Anthony Tahana
- Full name: Anthony Steven Tahana
- Date of birth: 9 December 1977 (age 47)
- Place of birth: Ōtāhuhu, New Zealand
- Height: 5 ft 10 in (178 cm)
- Weight: 209 lb (95 kg)

Rugby union career
- Position(s): Wing

Provincial / State sides
- Years: Team / Apps / (Points)
- 1996–07: Bay of Plenty / 71 / (155)

Super Rugby
- Years: Team / Apps / (Points)
- 2006–07: Chiefs / 8 / (10)

= Anthony Tahana =

Anthony Steven Tahana (born 9 December 1977) is a New Zealand former professional rugby union player.

Educated at Western Heights High School in Rotorua, Tahana and classmate Caleb Ralph were picked by new Bay of Plenty coach Gordon Tietjens in 1996 to play provincial rugby while still schoolboys. He impressed with two tries on debut against South Canterbury and finished the season with seven tries.

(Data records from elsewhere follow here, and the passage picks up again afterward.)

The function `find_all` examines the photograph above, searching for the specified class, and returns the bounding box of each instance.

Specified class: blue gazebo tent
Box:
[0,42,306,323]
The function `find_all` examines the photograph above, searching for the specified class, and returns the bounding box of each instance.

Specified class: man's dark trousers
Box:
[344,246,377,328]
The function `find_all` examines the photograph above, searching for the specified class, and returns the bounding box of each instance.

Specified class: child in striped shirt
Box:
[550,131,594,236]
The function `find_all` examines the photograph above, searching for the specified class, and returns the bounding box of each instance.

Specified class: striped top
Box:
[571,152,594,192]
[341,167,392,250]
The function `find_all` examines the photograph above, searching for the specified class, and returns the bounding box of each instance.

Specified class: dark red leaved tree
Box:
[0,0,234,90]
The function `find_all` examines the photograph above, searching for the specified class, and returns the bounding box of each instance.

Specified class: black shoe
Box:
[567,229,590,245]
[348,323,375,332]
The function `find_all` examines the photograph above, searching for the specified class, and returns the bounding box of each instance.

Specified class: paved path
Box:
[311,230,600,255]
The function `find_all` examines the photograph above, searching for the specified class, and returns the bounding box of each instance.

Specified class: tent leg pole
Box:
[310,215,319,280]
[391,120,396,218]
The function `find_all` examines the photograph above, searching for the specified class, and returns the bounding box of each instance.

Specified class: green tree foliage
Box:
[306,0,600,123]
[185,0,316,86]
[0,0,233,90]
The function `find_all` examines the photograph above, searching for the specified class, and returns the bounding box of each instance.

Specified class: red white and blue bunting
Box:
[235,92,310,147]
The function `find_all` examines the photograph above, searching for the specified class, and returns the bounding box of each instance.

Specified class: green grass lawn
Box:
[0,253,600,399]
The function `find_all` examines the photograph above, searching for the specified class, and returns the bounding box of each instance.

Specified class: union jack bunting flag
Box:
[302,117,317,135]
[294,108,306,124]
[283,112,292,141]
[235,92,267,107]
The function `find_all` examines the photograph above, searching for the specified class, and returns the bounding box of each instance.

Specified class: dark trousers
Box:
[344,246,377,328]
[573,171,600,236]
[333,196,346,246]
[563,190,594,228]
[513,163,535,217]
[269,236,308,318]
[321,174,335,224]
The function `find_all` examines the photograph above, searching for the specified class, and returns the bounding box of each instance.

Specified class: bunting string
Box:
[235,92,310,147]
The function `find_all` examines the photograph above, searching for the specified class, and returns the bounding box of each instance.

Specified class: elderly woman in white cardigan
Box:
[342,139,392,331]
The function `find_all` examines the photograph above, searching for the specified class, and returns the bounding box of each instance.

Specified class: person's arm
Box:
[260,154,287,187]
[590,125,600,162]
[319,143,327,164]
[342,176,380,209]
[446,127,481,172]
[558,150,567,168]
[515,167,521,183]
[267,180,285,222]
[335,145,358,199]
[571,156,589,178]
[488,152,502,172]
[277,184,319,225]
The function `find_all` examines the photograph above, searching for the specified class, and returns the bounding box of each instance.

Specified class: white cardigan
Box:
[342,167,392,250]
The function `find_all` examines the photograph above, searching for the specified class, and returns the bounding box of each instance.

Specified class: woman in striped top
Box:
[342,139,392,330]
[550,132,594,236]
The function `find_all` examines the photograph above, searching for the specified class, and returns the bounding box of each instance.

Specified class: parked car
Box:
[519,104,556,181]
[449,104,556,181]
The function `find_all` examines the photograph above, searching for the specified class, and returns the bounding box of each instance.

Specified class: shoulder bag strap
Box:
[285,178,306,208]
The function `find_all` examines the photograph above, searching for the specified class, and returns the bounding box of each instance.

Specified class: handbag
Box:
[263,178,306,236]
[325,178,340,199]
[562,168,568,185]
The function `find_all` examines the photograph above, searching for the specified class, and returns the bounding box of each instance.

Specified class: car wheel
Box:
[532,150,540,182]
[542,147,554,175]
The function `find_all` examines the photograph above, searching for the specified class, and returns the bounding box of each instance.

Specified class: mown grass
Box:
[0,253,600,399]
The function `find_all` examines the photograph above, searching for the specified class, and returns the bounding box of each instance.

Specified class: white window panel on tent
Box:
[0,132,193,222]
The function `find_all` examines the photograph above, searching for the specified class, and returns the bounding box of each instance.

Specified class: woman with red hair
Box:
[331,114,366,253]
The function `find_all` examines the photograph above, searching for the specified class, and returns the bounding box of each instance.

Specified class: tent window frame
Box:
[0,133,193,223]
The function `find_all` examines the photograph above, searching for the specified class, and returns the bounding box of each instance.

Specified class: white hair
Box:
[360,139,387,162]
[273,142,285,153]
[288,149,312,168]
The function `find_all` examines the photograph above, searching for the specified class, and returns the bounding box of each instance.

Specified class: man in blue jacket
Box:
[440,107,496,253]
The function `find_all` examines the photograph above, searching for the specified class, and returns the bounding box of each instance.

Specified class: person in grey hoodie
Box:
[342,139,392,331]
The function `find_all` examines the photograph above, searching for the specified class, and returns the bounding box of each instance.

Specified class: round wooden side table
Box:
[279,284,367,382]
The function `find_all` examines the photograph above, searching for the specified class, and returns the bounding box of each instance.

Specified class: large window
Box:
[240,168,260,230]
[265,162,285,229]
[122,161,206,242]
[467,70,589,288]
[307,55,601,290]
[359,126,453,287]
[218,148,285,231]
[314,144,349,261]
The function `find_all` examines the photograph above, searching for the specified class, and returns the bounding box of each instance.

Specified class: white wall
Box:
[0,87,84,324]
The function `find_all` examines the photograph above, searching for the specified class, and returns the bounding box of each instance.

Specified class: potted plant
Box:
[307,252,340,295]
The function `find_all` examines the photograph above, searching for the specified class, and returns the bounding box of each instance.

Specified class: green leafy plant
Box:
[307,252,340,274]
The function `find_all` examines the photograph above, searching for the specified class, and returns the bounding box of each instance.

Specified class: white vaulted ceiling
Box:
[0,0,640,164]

Tahana, a centre at club level, played for Bay of Plenty as a winger. He stepped away from first-class rugby between 1998 and 2001 to undertake a building apprenticeship in North Harbour, before resuming at Bay of Plenty in 2002. A member of the 2004 Ranfurly Shield-winning team, Tahana had two seasons at the Chiefs and toured overseas with New Zealand Maori, before finishing his career with a stint at Italian club Gran Parma.